The Quote of the Day (So Far!) is from Peter Berkowitz's Wall Street Journal essay on Bush-hatred:
Lord knows the Bush administration has blundered in its handling of legal issues that have arisen in the war on terror. But from the common progressive denunciations you would never know that the Bush administration has rejected torture as illegal. And you could easily overlook that in our system of government the executive branch, which has principal responsibility for defending the nation, is in wartime bound to overreach - especially when it confronts on a daily basis intelligence reports that describe terrifying threats - but that when checked by the Supreme Court the Bush administration has, in accordance with the system, promptly complied with the law. In short, Bush hatred is not a rational response to actual Bush perfidy. Rather, Bush hatred compels its progressive victims - who pride themselves on their sophistication and sensitivity to nuance - to reduce complicated events and multilayered issues to simple matters of good and evil.

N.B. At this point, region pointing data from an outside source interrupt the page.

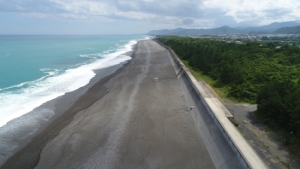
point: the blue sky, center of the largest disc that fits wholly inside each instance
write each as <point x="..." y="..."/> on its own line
<point x="137" y="16"/>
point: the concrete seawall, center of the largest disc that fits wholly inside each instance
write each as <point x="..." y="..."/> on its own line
<point x="221" y="117"/>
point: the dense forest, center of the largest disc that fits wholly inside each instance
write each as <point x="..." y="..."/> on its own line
<point x="265" y="74"/>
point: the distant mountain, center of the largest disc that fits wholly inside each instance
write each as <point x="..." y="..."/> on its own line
<point x="221" y="30"/>
<point x="288" y="30"/>
<point x="276" y="25"/>
<point x="226" y="30"/>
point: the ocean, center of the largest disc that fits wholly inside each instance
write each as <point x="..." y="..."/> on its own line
<point x="36" y="69"/>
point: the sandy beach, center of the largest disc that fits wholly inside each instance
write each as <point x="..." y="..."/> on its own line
<point x="125" y="120"/>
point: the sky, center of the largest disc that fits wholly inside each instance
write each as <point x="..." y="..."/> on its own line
<point x="138" y="16"/>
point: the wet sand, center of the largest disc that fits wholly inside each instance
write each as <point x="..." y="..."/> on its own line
<point x="137" y="123"/>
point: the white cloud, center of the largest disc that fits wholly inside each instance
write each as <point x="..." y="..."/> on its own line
<point x="262" y="12"/>
<point x="157" y="14"/>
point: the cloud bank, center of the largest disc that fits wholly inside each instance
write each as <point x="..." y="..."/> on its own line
<point x="156" y="14"/>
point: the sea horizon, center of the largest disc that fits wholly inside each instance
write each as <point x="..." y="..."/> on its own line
<point x="39" y="68"/>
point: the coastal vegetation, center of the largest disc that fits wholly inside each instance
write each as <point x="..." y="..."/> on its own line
<point x="267" y="74"/>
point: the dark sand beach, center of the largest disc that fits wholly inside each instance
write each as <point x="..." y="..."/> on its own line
<point x="125" y="120"/>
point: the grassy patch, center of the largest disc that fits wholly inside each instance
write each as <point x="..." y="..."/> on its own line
<point x="220" y="89"/>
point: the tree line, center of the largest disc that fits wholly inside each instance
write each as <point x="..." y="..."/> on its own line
<point x="254" y="72"/>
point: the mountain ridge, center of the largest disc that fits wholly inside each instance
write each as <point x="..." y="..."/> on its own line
<point x="273" y="28"/>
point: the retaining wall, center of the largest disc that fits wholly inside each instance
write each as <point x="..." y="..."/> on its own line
<point x="244" y="153"/>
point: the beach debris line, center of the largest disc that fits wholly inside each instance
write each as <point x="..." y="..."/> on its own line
<point x="191" y="108"/>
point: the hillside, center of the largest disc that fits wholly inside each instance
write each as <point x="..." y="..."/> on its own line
<point x="228" y="30"/>
<point x="288" y="30"/>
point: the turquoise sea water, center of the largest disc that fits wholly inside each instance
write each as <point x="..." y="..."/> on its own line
<point x="36" y="69"/>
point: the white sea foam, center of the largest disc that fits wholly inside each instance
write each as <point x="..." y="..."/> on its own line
<point x="29" y="95"/>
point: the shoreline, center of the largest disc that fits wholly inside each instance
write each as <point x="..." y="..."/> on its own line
<point x="64" y="108"/>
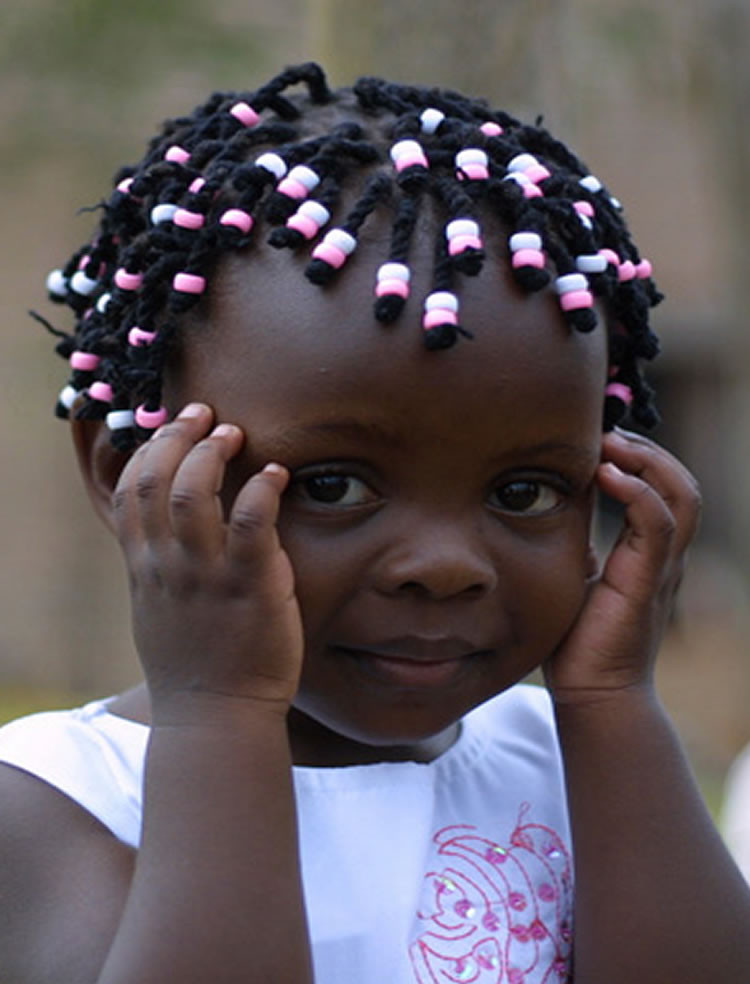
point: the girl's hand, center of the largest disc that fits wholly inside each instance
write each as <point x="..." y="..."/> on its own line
<point x="613" y="643"/>
<point x="213" y="602"/>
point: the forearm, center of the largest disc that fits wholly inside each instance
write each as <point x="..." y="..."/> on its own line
<point x="657" y="897"/>
<point x="216" y="894"/>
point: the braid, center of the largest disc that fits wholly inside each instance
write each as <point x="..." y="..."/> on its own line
<point x="288" y="160"/>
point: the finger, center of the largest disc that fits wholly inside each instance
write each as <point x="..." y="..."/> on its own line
<point x="195" y="511"/>
<point x="252" y="535"/>
<point x="645" y="552"/>
<point x="664" y="473"/>
<point x="156" y="463"/>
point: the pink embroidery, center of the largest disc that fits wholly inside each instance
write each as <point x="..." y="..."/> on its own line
<point x="496" y="914"/>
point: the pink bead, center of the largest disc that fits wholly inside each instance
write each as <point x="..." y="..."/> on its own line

Like all hatred in politics, Bush hatred blinds to the other sides of the argument, and constrains the hater to see a monster instead of a political opponent.
Or as Andrew Ferguson put it four years ago:
The Bush-haters know they must scramble for more high-minded reasons to explain themselves, and this year's stack of new books is the unpersuasive product of their efforts. Taken together the books make plain, if only inadvertently, that the cause of our most recent outbreak of Gasket Disease is something much deeper than policy, much deeper even than politics, plunging down and down into the mysteries of cultural identity in fractured America. At the end of 'Bushwhacked,' Molly Ivins speaks for all Bush-haters when, with typical artlessness, she sums up our present state of affairs: 'There is something creepy about what is happening here.' But they can't quite put their finger on what it is.
There's a widespread opinion that after eight years of Bush and Bush-hatred, America is ready for a president who will cool the partisan temperature in Washington. That may be true. But what if it isn't? What if polarization is exactly what partisans want?